Voss was tossing out a glib hunch, there is no question of determining the "validity" of his "statistics." To call his number "statistics" at all is to be wildly overgenerous. And you already knew that when you quoted him. It's not like anybody in the room where he tossed off his comment actually thought he was citing an empirical study or anything. As is usually the case with superlative futurologists, numbers are something you spew when you want to sound science-like. To make the dream feel more real-like. The numbers don't actually connect to reality in any actually useful way.
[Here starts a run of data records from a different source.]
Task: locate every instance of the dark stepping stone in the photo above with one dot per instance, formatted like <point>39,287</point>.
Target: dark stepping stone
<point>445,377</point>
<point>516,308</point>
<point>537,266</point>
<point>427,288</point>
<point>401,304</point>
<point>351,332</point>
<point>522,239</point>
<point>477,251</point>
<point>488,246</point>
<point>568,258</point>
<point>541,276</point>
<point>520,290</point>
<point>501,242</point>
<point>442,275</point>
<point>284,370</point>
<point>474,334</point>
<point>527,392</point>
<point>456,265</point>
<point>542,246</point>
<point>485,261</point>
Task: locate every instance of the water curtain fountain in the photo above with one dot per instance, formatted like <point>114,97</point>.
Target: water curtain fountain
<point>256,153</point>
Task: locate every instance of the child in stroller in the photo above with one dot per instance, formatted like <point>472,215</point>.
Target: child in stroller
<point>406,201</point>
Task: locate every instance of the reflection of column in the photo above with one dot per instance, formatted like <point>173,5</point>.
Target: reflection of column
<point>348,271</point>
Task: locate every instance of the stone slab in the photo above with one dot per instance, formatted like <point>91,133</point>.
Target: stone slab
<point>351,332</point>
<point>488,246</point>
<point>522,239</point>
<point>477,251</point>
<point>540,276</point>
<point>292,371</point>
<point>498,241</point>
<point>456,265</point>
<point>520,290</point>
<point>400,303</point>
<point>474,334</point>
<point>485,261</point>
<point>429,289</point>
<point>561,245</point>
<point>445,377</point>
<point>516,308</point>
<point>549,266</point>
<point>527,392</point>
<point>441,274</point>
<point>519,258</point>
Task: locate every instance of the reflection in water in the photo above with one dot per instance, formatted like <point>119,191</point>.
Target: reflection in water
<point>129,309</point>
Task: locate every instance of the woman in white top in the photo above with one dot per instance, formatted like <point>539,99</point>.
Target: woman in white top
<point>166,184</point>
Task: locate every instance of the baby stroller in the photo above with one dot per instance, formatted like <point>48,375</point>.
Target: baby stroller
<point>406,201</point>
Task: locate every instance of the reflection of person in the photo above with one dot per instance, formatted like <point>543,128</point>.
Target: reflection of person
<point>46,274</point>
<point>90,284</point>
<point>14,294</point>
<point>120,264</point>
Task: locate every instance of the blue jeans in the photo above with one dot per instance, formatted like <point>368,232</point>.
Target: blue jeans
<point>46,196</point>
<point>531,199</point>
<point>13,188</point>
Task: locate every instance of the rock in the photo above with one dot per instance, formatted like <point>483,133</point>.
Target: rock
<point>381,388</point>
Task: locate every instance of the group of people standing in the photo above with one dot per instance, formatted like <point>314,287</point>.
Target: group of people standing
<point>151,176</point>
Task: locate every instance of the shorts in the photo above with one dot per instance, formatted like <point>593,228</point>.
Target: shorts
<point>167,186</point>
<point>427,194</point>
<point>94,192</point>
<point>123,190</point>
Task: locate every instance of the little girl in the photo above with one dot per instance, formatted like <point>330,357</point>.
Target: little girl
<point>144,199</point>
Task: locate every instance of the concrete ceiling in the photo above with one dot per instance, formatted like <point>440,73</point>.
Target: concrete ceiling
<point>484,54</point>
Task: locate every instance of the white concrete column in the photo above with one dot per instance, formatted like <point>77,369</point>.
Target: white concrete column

As you say, Voss's hunch does indeed support my own statement that coders trying to make games more interesting aren't, for the most part, exhibiting the insane delusion of grandeur that what they are doing is taking part in some great enterprise that will eventuate in the creation of a superintelligent Robot God who Ends Human History either by solving all our problems for us or eating the world as computronium feedstock. But I don't don't need an Ayn Rand fanboy and new-tech entrepreneur from the irrationally exuberant dot.bomb epoch playing at being futurological "expert" saying something obvious to endorse my point. There are plenty of non-crazy people around who also agree with me to whom I turn in such matters. Not to put too fine a point on it, you are caught up in a Robot Cult cul-de-sac, you have lost your sense of the standards by means of which you grasp what an expert looks like, what a scientific problem looks like, what a research program looks like, what seriousness looks like in matters of philosophy, science, or policy.
Your ridiculing does not bother me in the slightest, just like the pioneers of aviation were not put off by the fact that many people thought airplanes were absurd flights of fancy
Wow, it really is flabbergasting how predictable you Robot Cultists are. We have arrived at last at the inevitable self-comparison of a Robot Cultist to the Wright Brothers. Dude, neither you nor any of your little white sf fanboy friends are the Wright Brothers. You are not Einstein. You are far more like somebody's crazy uncle, you know the one, who stays in the shed out back, smelling of his own pee, working on his perpetual motion machine.
I will address your more substantive point about "disdain of the future" in a post later -- Michael Anissimov also posted something recently on his blog that speaks to this question. I want to give it some actual attention.